Why can't I parse google search results?

B

bob

I'm trying to extract data from the results page of search engines
with these two
modules use LWP::Simple and HTML::parse, and the get command.

I can extract from yahoo and altavista but google is not cooperating.

I get this error message

Can't fetch HTML from http://www.google.com/search?q=smeghead at
parsing.pl line 13.



I obviously missing something but I don't know what it is. Help would
be greatly appreaciated. Thank you.
 
A

Alan J. Flavell

(e-mail address removed) (bob) wrote in


The error is on line 13.

Joking apart - some of the hardest-to-diagnose errors are those
where the error report is pointing somewhere else than the line which
is _really_ in error, due to some kind of knock-on effect.
How can we know if we don't see the code?

Let's not tempt the newbie to shovel their entire 600-line script onto
Usenet, though.

We _do_ need to see the code in some kind of appropriate context,
sure. The advice in the group's posting guidelines (as posted
regularly by Tad) would stand the questioner in good stead, if they
would only read it and at least give an impression that they're
following its advice.

Hint: the above line doesn't appear to be an error message coming
from Perl itself. Ergo, it's probably an error from some code written
in Perl. Look more closely at that code - work out whether it can
provide some additional diagnostics, and, if it can, then work out why
they aren't being displayed by the calling program. (the variable $!
may be of interest, for example).
 
A

A. Sinan Unur

Joking apart - some of the hardest-to-diagnose errors are those
where the error report is pointing somewhere else than the line which
is _really_ in error, due to some kind of knock-on effect.

That is true.
Let's not tempt the newbie to shovel their entire 600-line script onto
Usenet, though.

Which is why I asked for the code, but you are absolutely right, I should
have pointed the OP either to the posting guidelines or explained how to
post source code.
We _do_ need to see the code in some kind of appropriate context,
sure. The advice in the group's posting guidelines (as posted
regularly by Tad) would stand the questioner in good stead, if they
would only read it and at least give an impression that they're
following its advice.

So, a plea to the OP: Please read the quidelines before posting source
code:

http://mail.augustmail.com/~tadmc/clpmisc/clpmisc_guidelines.html

Doing so and following the recommendations therein will ensure you can
get the best help possible.

Sinan
 
K

Kevin Shay

(e-mail address removed) (bob) wrote in message
I'm trying to extract data from the results page of search engines
with these two
modules use LWP::Simple and HTML::parse, and the get command.

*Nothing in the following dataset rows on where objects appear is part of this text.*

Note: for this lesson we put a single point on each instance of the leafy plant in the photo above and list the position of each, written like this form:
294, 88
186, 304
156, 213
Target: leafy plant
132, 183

I can extract from yahoo and altavista but google is not cooperating.

I get this error message

Can't fetch HTML from http://www.google.com/search?q=smeghead at
parsing.pl line 13.

It appears Google won't give you a page unless you send a User-Agent
the request, which LWP::Simple doesn't do. Try using LWP::UserAgent
instead.

http://www.perldoc.com/perl5.8.0/lib/LWP/UserAgent.html

Note that fetching Google results programmatically is most likely a
violation of Google's Terms of Service. Not that there would be any
consequences, but I thought I'd point this out. If you wanted to be
above-board about it, you could use the Google API:

http://www.google.com/apis/

--Kevin
 
K

Keith Keller

-----BEGIN PGP SIGNED MESSAGE-----
Hash: SHA1

Note that fetching Google results programmatically is most likely a
violation of Google's Terms of Service.

I'm not so sure--the closest violation would be for an ''offline''
search of Google, but since they don't define what that's supposed to
mean, I'd bet that running a script that performs a Google search would
be fine. Putting said script into a cron job might not be fine, but who
knows?
If you wanted to be
above-board about it, you could use the Google API:

http://www.google.com/apis/

The Google API has restrictions as well--IIRC you're limited to 100
searches a day. :)

- --keith

- --
(e-mail address removed)-francisco.ca.us
(try just my userid to email me)
AOLSFAQ=http://wombat.san-francisco.ca.us/cgi-bin/fom

-----BEGIN PGP SIGNATURE-----
Version: GnuPG v1.2.3 (GNU/Linux)

iD8DBQE/04krhVcNCxZ5ID8RAqx1AKCWeKroZ7F01g+39gSy4cGQwYRxPwCePnhl
gfINSpNyZx2zIbuWZqtqTbM=
=8Nv/
-----END PGP SIGNATURE-----
 
G

Gisle Aas

It appears Google won't give you a page unless you send a User-Agent
the request, which LWP::Simple doesn't do.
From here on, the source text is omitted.